Con Castrovilli lavorate sulle conclusioni?
"Sì, penso possa essere ancora più incisivo là davanti. Solo la costanza della ripetizione ti fa migliorare. Stiamo arrivando in porta anche con gli esterni e va bene, perché non dobbiamo contare solo e soltanto sugli attaccanti. Sono convinto che questi ragazzi stiano già facendo vedere qualcosa di interessante".

La spaventa il rinvio di Genoa-Torino?
"Sono decisione che spettano agli organi di governo, che immagino ascoltino i medici e gli esperti visto che parliamo di un virus letale. Sul rinvio della partita penso che ci siamo già passati e abbiamo pagato dazio: ne sta venendo fuori ora Pulgar, se poi cominciano a mancare però 13-14 giocatori che partita è? Diventa falsa. Quindi il rinvio ci può stare, non sarebbe stata una partita leale. Ci auguriamo che non succedano più queste cose e che si riesca a trovare qualcosa che non faccia arrivare più questa malattia in modo che i tifosi tornano allo stadio".

Ha pensato di dare a Vlahovic una maglia da titolare con la Samp?
"Per me la partita di Milano è terminata. Dobbiamo correggere delle sbavature che abbiamo pagato a caro dazio, però lui torna a essere uno dei titolari dell'attacco. Poi a seconda della condizione psicofisica vado a scegliere. Fa tutto parte della crescita, non ne fare neanche un caso. Quando allenavo Dybala e Belotti è capitato anche a loro e oggi sbagliano magari un po' meno. Pensiamo ad andare avanti".
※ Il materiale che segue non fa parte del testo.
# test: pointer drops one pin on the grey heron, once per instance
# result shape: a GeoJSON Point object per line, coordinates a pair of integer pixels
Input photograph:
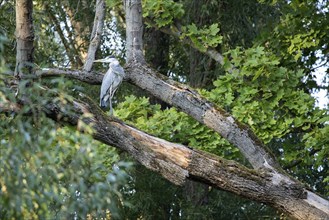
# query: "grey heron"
{"type": "Point", "coordinates": [111, 81]}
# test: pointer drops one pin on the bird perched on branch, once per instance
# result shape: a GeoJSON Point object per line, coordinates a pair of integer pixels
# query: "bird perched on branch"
{"type": "Point", "coordinates": [111, 81]}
Quando tornerà Pulgar sarà lui il regista?
"Io posso solo dire che valuterò di volta in volta la crescita di ognuno. Amrabat ha fatto una buona gara ma non è un regista classico, anche se in ogni caso ti dà una mano. L'allenatore deve comporre il vestito migliore, il giocatore davanti alla difesa diventa importante nelle due fasi e nell'equilibrio che dà alla squadra. Cose che possono dare sia Pulgar che Amrabat. Borja? Può occuparla anche lui la mediana, però certi giocatori mi piace metterli più vicino all'area avversaria. Davanti alla difesa vedremo quando avrà raggiunto una condizione fisica ottimale".